Of course, pharmaceutical companies, who manufacture highly toxic drugs to treat every one of these "disorders," are leading the charge to invent more and more mental-health categories, so they can sell more drugs and make more money.
But we have a mind-boggling twist. Under the radar, one of the great psychiatric stars, who has been out in front inventing mental disorders, went public. He blew the whistle on himself and his colleagues. And for 3 years, almost no one noticed.
His name is Dr. Allen Frances, and he made VERY interesting statements to Gary Greenberg, author of a Wired article: "Inside the Battle to Define Mental Illness." (Dec.27, 2010).
Major media never picked up on the interview in any serious way. It never became a scandal.
Dr. Allen Frances is the man who, in 1994, headed up the project to write the (then) latest edition of the psychiatric bible, the DSM-IV. This tome defines and labels and describes every official mental disorder. The DSM-IV eventually listed 297 of them.
In an April 19, 1994, New York Times piece, "Scientist At Work," Daniel Goleman called Frances "Perhaps the most powerful psychiatrist in America at the moment..."
Well, sure. If you're sculpting the entire canon of diagnosable mental disorders for your colleagues, for insurers, for the government, for Pharma (who will sell the drugs matched up to the 297 DSM-IV diagnoses), you're right up there in the pantheon.
Long after the DSM-IV had been put into print, Dr. Frances talked to Wired's Greenberg and said the following:
"There is no definition of a mental disorder. It's bullshit. I mean, you just can't define it."
BANG.
That's on the order of the designer of the Hindenburg, looking at the burned rubble on the ground, remarking, "Well, I knew there would be a problem."
After a suitable pause, Dr. Frances remarked to Greenberg, "These concepts [of distinct mental disorders] are virtually impossible to define precisely with bright lines at the borders."
Frances might have been referring to the fact that his baby, the DSM-IV, had rearranged earlier definitions of ADHD and Bipolar to permit many more diagnoses, leading to a vast acceleration of drug-dosing with highly powerful and toxic
compounds. Finally, at the end of the Wired interview, Frances flew off into a bizarre fantasy:
"Diagnosis [as spelled out in the DSM-IV] is part of the magic...you know those medieval maps? In the places where they didn't know what was going on, they wrote 'Dragons live here'...we have a dragon's world here. But you wouldn't want to be without the map."
Translation: Patients need hope for the healing of their troubles; so even if we psychiatrists are shooting blanks and pretending to know one kind of mental disorder from another, even if we're inventing these mental-disorder definitions based on no biological or chemical diagnostic tests---it's a good thing, because patients will then believe and have hope; they'll believe it because psychiatrists place a name on their problems...
Needless to say, this has nothing to do with science.
If I were an editor at one of the big national newspapers, and one of my reporters walked in and told me, "The most powerful psychiatrist in America just said the DSM is sheer b.s.," I think I'd make room on the front page.
If the reporter then added, "This shrink was in charge of creating the DSM-IV," I'd clear room above the fold.

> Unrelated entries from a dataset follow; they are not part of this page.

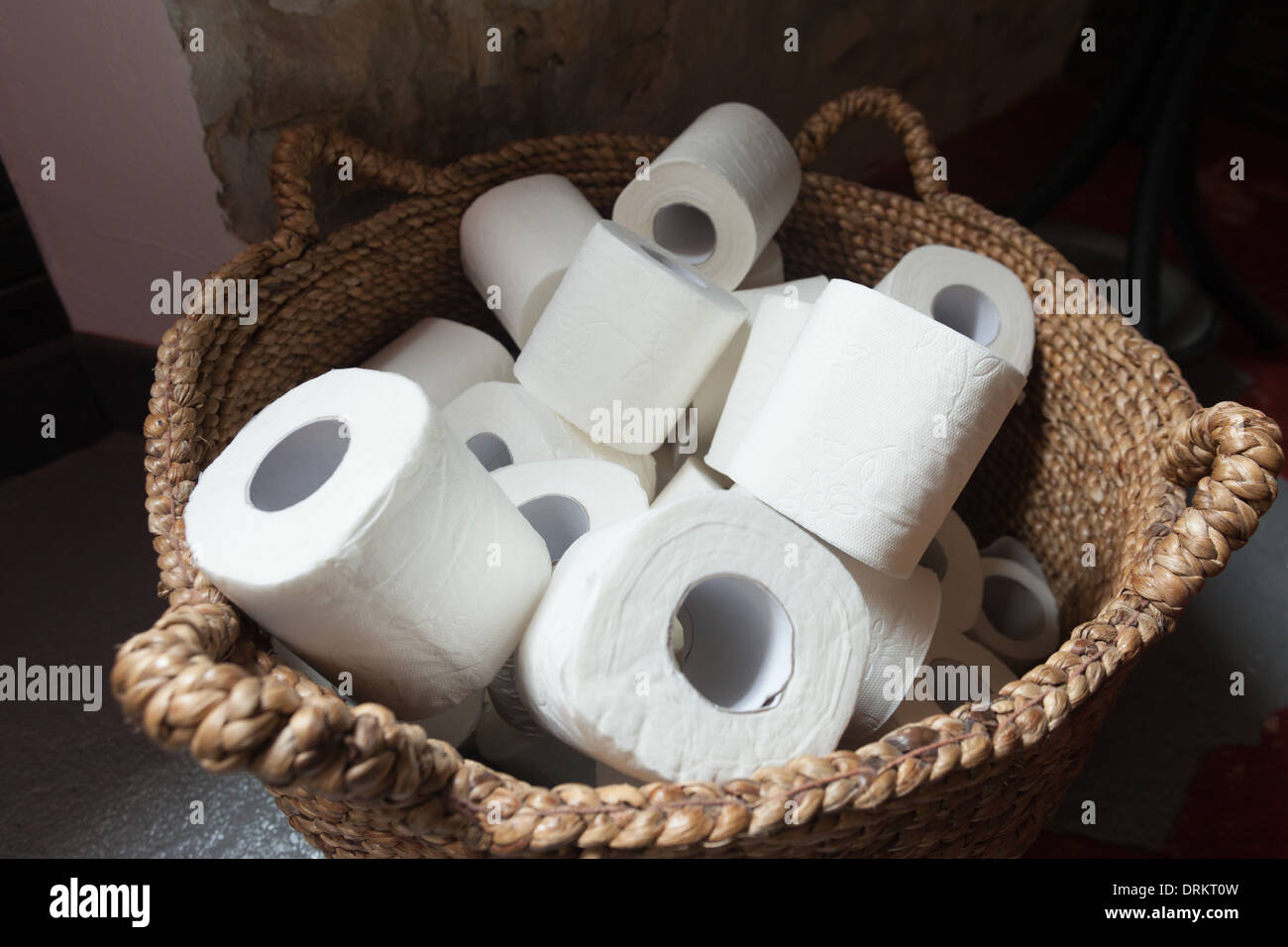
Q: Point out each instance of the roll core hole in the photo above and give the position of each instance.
(561, 521)
(686, 231)
(738, 643)
(967, 311)
(935, 560)
(490, 451)
(1013, 608)
(297, 466)
(960, 684)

If the reporter went on to explain that the whole profession of psychiatry would collapse overnight if the DSM was discredited, I'd call for a special section of the paper to be printed.
I'd tell the reporter to get ready to pound on this story day after day for months. I'd tell him to track down all the implications of Dr. Frances' statements.

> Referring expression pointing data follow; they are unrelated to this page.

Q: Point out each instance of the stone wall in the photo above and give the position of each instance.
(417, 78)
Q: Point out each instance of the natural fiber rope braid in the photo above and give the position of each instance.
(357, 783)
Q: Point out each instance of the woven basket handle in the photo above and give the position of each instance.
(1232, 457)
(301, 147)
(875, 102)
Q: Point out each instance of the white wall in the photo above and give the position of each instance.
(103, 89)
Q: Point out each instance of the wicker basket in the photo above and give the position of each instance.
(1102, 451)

I'd open a bottle of champagne to toast the soon-to-be-soaring sales of my newspaper.
And then, of course, the next day I'd be fired.
Because there are powerful multi-billion-dollar interests at stake, and those people don't like their deepest secrets exposed in the press.
And as I walked out of my job, I'd see a bevy of blank-eyed pharmaceutical executives marching into the office of the paper's publisher, ready to read the riot act to him.